Available at Julie Saul Gallery
Animal photographer Charlotte Dumas works to reveal the many varieties of relationships between man and animal. The images are more than nobel portraits of animals, they are revealing vignettes that work to lift the curtain on relationships many of us think little about. The frames are ever intimate and approachable. We weigh our own emotions against those of her subjects, we sympathise, and are quite often called to remember the captivity we, as humans impose on fellow creatures.

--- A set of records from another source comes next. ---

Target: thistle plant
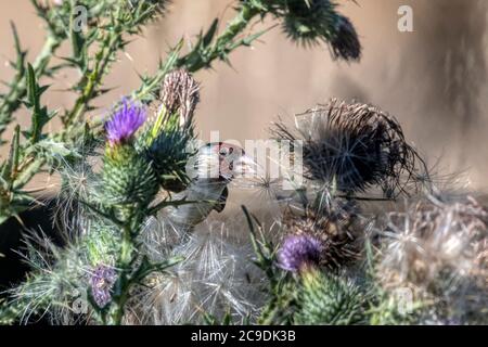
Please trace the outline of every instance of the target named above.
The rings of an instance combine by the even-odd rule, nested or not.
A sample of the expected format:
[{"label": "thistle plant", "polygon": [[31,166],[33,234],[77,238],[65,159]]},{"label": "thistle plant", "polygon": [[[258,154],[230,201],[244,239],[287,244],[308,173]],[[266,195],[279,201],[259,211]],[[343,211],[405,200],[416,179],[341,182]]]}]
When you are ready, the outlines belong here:
[{"label": "thistle plant", "polygon": [[[0,136],[4,141],[21,107],[31,123],[14,128],[0,165],[0,223],[38,203],[37,192],[26,189],[37,174],[59,175],[53,222],[62,237],[26,235],[22,254],[30,271],[2,293],[1,323],[486,321],[486,208],[435,189],[399,121],[376,106],[333,99],[297,115],[295,127],[274,125],[275,139],[303,141],[305,169],[301,187],[282,179],[294,188],[285,198],[259,178],[279,202],[279,230],[267,230],[246,207],[245,228],[208,219],[226,208],[229,185],[249,157],[235,144],[198,143],[194,74],[217,61],[230,64],[234,50],[277,26],[254,31],[265,18],[294,42],[324,43],[333,59],[358,61],[358,35],[334,1],[235,0],[224,27],[215,20],[193,42],[175,44],[157,70],[129,95],[114,97],[102,117],[89,116],[101,113],[95,101],[111,92],[105,77],[118,54],[169,2],[31,3],[47,38],[27,62],[12,24],[17,56],[0,98]],[[64,42],[70,51],[61,57]],[[49,110],[41,80],[67,69],[78,72],[65,91],[75,101]],[[55,118],[61,128],[47,132]],[[380,197],[371,195],[377,191]],[[370,203],[399,196],[418,204],[371,216]],[[251,244],[236,240],[247,231]],[[413,293],[410,316],[395,297],[406,287]]]}]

For Dumas a common theme has been horses. Though replaced by the automobile decades ago these majestic creatures still serve as workers, racers, and even for some, pets. A poignant project that related to another chapter in the story between human and horse is a recent series Anima that feature the Old Guard- the burial horses of the Arlington National Cemetery. Dogs too have proved recurring; their relationship to humans is also multifaceted. Dumas has photographed the strays of Palermo and New York City in Heart-Shaped Hole (2008) and Heart of a Dog (2009). In 2011 Dumas narrowed in on a special story. She sought out the 15 remaining dogs that assisted FEMA agents in the aftermath of 9/11 at the World Trade Center and at the Pentagon. Now scattered around the states the dogs photographed in the resulting body of work,Retrieved, were crucial to the search and rescue effort of FEMA agents.
Other notable projects include the wolves of Norway and Sweden and tigers kept in the confinement of zoos, parks, and sanctuaries. With these works the ethics of freedom and captivity, survival, safety, and preservation of the species all come into play.